In 1830 trad hij in dienst van het Voorlopig Bewind en samen met Jacques Fleussu, Joseph Forgeur en Charles Liedts stelde hij een eerste ontwerp van Grondwet op, dat ze samen in november 1830 aan het Nationaal Congres aanboden, het assemblee waarin hij in oktober voor het arrondissement Brussel verkozen was. Dit ontwerp was opgemaakt in concurrentie met het ontwerp dat door de officiële grondwetscommissie was opgesteld. Het ging meer in detail in op de ondergeschikte besturen (provincies, gemeenten), maar was voor het overige zeer gelijklopend met het 'officiële' ontwerp. Op 25 november belandde het ontwerp van de heren Forgeur, Barbanson, Fleussu en Liedts op het bureau van het Congres dat het aan de algemene vergadering voorlegde.
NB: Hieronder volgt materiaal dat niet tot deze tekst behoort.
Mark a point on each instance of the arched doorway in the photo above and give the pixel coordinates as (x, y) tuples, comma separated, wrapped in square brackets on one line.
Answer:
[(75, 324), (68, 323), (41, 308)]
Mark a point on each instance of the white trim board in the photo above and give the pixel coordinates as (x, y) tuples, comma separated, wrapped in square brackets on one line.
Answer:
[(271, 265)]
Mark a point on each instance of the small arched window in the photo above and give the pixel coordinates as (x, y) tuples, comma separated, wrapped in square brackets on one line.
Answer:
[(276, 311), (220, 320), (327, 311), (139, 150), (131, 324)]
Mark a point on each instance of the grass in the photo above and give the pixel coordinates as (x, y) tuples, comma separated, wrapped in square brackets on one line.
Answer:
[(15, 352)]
Er werd beslist het te drukken en te distribueren.

Barbanson behoorde tot de antiklerikale groep, wat nochtans aan zijn stemgedrag niet zo speciaal te zien was, aangezien hij in de eerste plaats unionist was. Hij stemde dan ook praktisch altijd met de meerderheid: voor de aanvaarding van de onafhankelijkheidsverklaring, voor de eeuwigdurende uitsluiting van de Nassaus, voor de hertog van Nemours als koning, voor Surlet de Chokier als regent, voor Leopold van Saksen Coburg en voor de aanvaarding van het Verdrag der XVIII artikelen.

Na het Nationaal Congres vervulde hij nog volgende politieke functies:

  • 1830-1840: gemeenteraadslid van Brussel,
  • 1836-1866: provincieraadslid van Brabant,
  • 1866-1870: senator voor het arrondissement Brussel.
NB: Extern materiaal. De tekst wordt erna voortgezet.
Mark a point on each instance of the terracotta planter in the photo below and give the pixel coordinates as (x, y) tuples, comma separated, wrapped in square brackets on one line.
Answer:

Barbanson was lid van de Brusselse vrijmetselaarsloge L'Espérance die voor de Belgische afscheuring orangistischgezinde personaliteiten verenigde onder leiding van kroonprins Willem. Na 1834 was hij bestuurder van de Université libre de Bruxelles.

Literatuur bewerken

  • Carl BEYAERT, Biographies des membres du Congrès national, Brussel, Van Oest, 1930, 36.
  • Julienne LAUREYSSENS, Industriële naamloze vennootschappen in België, 1819-1857, Leuven, Nauwelaerts 1975
  • Jean-Luc DE PAEPE en Christiane RAINDORF-GERARD, Le Parlement belge, 1831-1894. Données biographiques, Brussel, Académie royale de Belgique, 1996.
  • Guy SCHRANS, Vrijmetselaars te Gent in de XVIIIde eeuw, Gent, Liberaal Archief, 2009, 383.